The World Health Organization (WHO), established in 1948, is the United Nations specialized agency for health. WHO is governed by 193 Member States through the World Health Assembly.

The WHO has developed the WHO Influenza Pandemic Preparedness Plan to define its responsibility in the event of a world-wide pandemic.

The WHO networks with 115 National Influenza Centres in 84 countries that continuously monitor influenza activity worldwide and track the emergence of new strains of influenza around the world. Experts at WHO believe that the world is now closer to another influenza pandemic than at any time since 1968, when the last of the previous century's 3 pandemics occurred.

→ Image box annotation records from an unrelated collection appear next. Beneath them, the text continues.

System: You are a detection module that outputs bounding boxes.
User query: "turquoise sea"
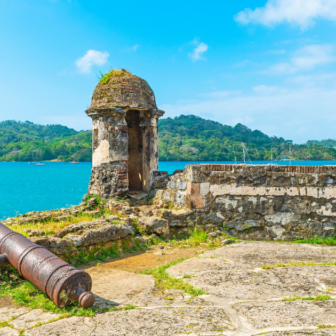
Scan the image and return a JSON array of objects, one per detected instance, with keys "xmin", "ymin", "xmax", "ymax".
[{"xmin": 0, "ymin": 161, "xmax": 336, "ymax": 220}]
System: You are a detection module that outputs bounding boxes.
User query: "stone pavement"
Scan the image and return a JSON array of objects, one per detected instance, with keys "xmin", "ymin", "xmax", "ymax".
[{"xmin": 0, "ymin": 242, "xmax": 336, "ymax": 336}]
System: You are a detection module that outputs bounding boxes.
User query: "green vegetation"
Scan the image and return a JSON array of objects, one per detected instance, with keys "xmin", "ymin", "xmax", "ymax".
[
  {"xmin": 0, "ymin": 120, "xmax": 92, "ymax": 161},
  {"xmin": 98, "ymin": 69, "xmax": 131, "ymax": 84},
  {"xmin": 159, "ymin": 115, "xmax": 336, "ymax": 162},
  {"xmin": 0, "ymin": 116, "xmax": 336, "ymax": 162},
  {"xmin": 306, "ymin": 139, "xmax": 336, "ymax": 148},
  {"xmin": 294, "ymin": 237, "xmax": 336, "ymax": 246},
  {"xmin": 140, "ymin": 258, "xmax": 204, "ymax": 296}
]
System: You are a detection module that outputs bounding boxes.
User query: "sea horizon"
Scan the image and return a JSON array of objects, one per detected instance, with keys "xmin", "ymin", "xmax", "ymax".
[{"xmin": 0, "ymin": 160, "xmax": 336, "ymax": 220}]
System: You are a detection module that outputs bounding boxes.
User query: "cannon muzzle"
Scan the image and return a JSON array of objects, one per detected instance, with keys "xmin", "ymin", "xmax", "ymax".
[{"xmin": 0, "ymin": 223, "xmax": 95, "ymax": 308}]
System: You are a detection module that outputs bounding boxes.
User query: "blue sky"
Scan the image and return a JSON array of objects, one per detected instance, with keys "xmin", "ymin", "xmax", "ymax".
[{"xmin": 0, "ymin": 0, "xmax": 336, "ymax": 143}]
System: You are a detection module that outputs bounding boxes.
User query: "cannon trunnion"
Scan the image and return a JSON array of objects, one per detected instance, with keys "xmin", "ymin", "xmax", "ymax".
[{"xmin": 0, "ymin": 223, "xmax": 95, "ymax": 308}]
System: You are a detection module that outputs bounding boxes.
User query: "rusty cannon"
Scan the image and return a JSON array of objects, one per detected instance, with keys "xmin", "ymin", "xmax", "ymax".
[{"xmin": 0, "ymin": 223, "xmax": 95, "ymax": 308}]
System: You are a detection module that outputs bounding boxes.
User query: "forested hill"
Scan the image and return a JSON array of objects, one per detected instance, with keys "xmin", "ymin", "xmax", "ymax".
[
  {"xmin": 0, "ymin": 115, "xmax": 336, "ymax": 161},
  {"xmin": 159, "ymin": 115, "xmax": 336, "ymax": 161},
  {"xmin": 0, "ymin": 120, "xmax": 92, "ymax": 161}
]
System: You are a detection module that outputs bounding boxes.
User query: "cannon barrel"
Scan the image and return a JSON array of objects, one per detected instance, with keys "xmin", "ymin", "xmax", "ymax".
[{"xmin": 0, "ymin": 223, "xmax": 95, "ymax": 308}]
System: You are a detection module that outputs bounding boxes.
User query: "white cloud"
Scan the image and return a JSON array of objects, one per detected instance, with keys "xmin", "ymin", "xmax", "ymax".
[
  {"xmin": 252, "ymin": 85, "xmax": 287, "ymax": 96},
  {"xmin": 266, "ymin": 44, "xmax": 335, "ymax": 74},
  {"xmin": 188, "ymin": 39, "xmax": 209, "ymax": 61},
  {"xmin": 76, "ymin": 50, "xmax": 110, "ymax": 74},
  {"xmin": 160, "ymin": 85, "xmax": 336, "ymax": 143},
  {"xmin": 128, "ymin": 44, "xmax": 140, "ymax": 51},
  {"xmin": 235, "ymin": 60, "xmax": 251, "ymax": 68},
  {"xmin": 235, "ymin": 0, "xmax": 336, "ymax": 28},
  {"xmin": 201, "ymin": 91, "xmax": 241, "ymax": 99}
]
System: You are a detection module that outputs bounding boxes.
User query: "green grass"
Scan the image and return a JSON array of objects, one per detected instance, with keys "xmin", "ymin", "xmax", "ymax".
[
  {"xmin": 0, "ymin": 281, "xmax": 135, "ymax": 320},
  {"xmin": 281, "ymin": 294, "xmax": 332, "ymax": 301},
  {"xmin": 140, "ymin": 258, "xmax": 204, "ymax": 296},
  {"xmin": 0, "ymin": 317, "xmax": 14, "ymax": 329},
  {"xmin": 261, "ymin": 261, "xmax": 336, "ymax": 269},
  {"xmin": 6, "ymin": 213, "xmax": 107, "ymax": 238},
  {"xmin": 98, "ymin": 69, "xmax": 130, "ymax": 84},
  {"xmin": 158, "ymin": 227, "xmax": 236, "ymax": 249},
  {"xmin": 294, "ymin": 237, "xmax": 336, "ymax": 246}
]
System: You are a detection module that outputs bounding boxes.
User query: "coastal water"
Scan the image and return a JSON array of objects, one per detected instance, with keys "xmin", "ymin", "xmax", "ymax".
[{"xmin": 0, "ymin": 161, "xmax": 336, "ymax": 220}]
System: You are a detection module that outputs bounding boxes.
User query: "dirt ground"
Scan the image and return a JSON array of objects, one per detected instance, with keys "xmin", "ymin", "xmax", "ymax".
[{"xmin": 0, "ymin": 241, "xmax": 336, "ymax": 336}]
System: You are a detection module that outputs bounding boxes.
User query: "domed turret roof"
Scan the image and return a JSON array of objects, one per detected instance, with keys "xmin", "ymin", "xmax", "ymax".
[{"xmin": 87, "ymin": 69, "xmax": 158, "ymax": 113}]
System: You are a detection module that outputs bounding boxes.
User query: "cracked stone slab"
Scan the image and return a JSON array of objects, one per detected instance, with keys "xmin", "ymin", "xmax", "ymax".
[
  {"xmin": 91, "ymin": 308, "xmax": 234, "ymax": 336},
  {"xmin": 203, "ymin": 241, "xmax": 336, "ymax": 268},
  {"xmin": 11, "ymin": 309, "xmax": 60, "ymax": 329},
  {"xmin": 86, "ymin": 267, "xmax": 155, "ymax": 308},
  {"xmin": 167, "ymin": 257, "xmax": 233, "ymax": 278},
  {"xmin": 0, "ymin": 307, "xmax": 30, "ymax": 322},
  {"xmin": 0, "ymin": 327, "xmax": 20, "ymax": 336},
  {"xmin": 263, "ymin": 328, "xmax": 336, "ymax": 336},
  {"xmin": 25, "ymin": 316, "xmax": 96, "ymax": 336},
  {"xmin": 233, "ymin": 300, "xmax": 336, "ymax": 329},
  {"xmin": 184, "ymin": 266, "xmax": 336, "ymax": 301}
]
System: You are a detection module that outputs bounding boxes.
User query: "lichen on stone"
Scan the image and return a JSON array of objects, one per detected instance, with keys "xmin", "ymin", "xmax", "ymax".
[{"xmin": 88, "ymin": 69, "xmax": 157, "ymax": 111}]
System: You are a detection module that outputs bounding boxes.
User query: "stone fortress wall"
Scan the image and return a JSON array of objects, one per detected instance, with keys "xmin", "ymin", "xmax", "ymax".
[{"xmin": 153, "ymin": 164, "xmax": 336, "ymax": 241}]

WHO is responsible for alerting the international community when it appears that the world is moving closer to a pandemic using a 6 phase pandemic alert system. The system informs the world of the seriousness of the threat and the need to launch progressively more intense preparedness activities. The designation of phases, including decisions on when to move from one phase to another, is made by the Director-General of WHO. Each phase of alert coincides with a series of recommended activities to be undertaken by WHO, the international community, governments, and industry.

WHO Pandemic Alert Phases

  1. No new influenza virus in circulation
  2. New influenza virus in animals, no human cases
  3. Human cases from animals, no human to human cases
  4. Small clusters of human to human cases, geographically confined
  5. Large clusters of human to human cases, geographically confined
  6. Pandemic, increasing and sustained spread in the general public

The world is presently in phase 3.

When the WHO declares a global pandemic, a network of governments and organizations will move swiftly to implement plans that will lessen the impact of the disease on populations around the globe. These plans for pandemic preparedness are in place now, right down to the local level.